It’s a broadly negative day for stocks, as an unexpectedly strong payrolls report for December has further reduced investors’ expectations for the Fed to cut rates again anytime soon. As a result, bond yields are soaring to their highest levels in over a year, and the major equity benchmarks are tumbling to new 2025 lows.
On the other hand, one of the worst performers in the S&P 500 Index ($SPX) last year is having one of its best days ever, with Walgreens (WBA) stock up 27% after reporting better-than-expected fiscal first-quarter earnings and revenue figures. Sales increased by a stronger-than-forecast 7.5% year-over-year, and management reaffirmed its fiscal 2025 adjusted EPS guidance of $1.60 at the midpoint, which surpassed the Wall Street consensus.
WBA is now looking to close the session above its 200-day moving average, which it hasn’t done since Jan. 2, 2024. This trendline is located near the $12 level, which marked WBA’s highs after its June 2024 bear gap.

The struggling drugstore chain’s turnaround plan includes closing underperforming stores to stabilize its operations. Separately, the potential sale of Walgreens to a private equity firm adds another layer of complexity - and opportunity.
However, analysts remain generally unimpressed. The 15 experts in coverage have an average rating of “Hold” and a mean price target of just $9.80 for Walgreens stock.
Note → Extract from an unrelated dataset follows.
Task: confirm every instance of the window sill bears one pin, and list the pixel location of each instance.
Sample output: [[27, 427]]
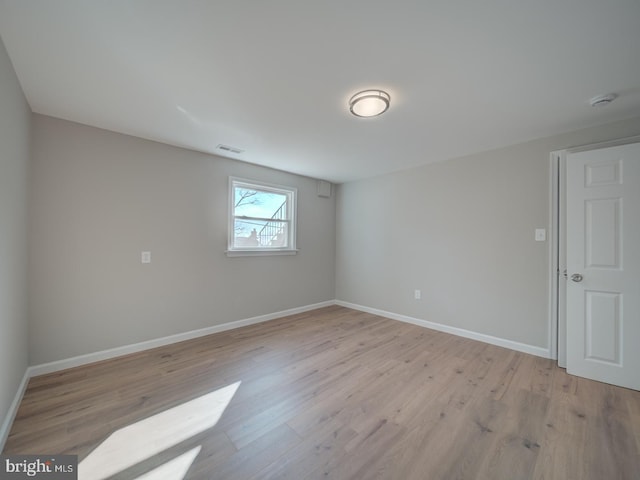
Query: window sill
[[258, 253]]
Valued at 6.03 times forward adjusted earnings and 0.05 times forward sales, WBA stock could be undervalued at current levels, though the upside potential largely depends on whether the company successfully executes its turnaround strategy. While the earnings beat is encouraging, investors may want to stay cautious on WBA for now, as the path to sustainable growth is still uncertain.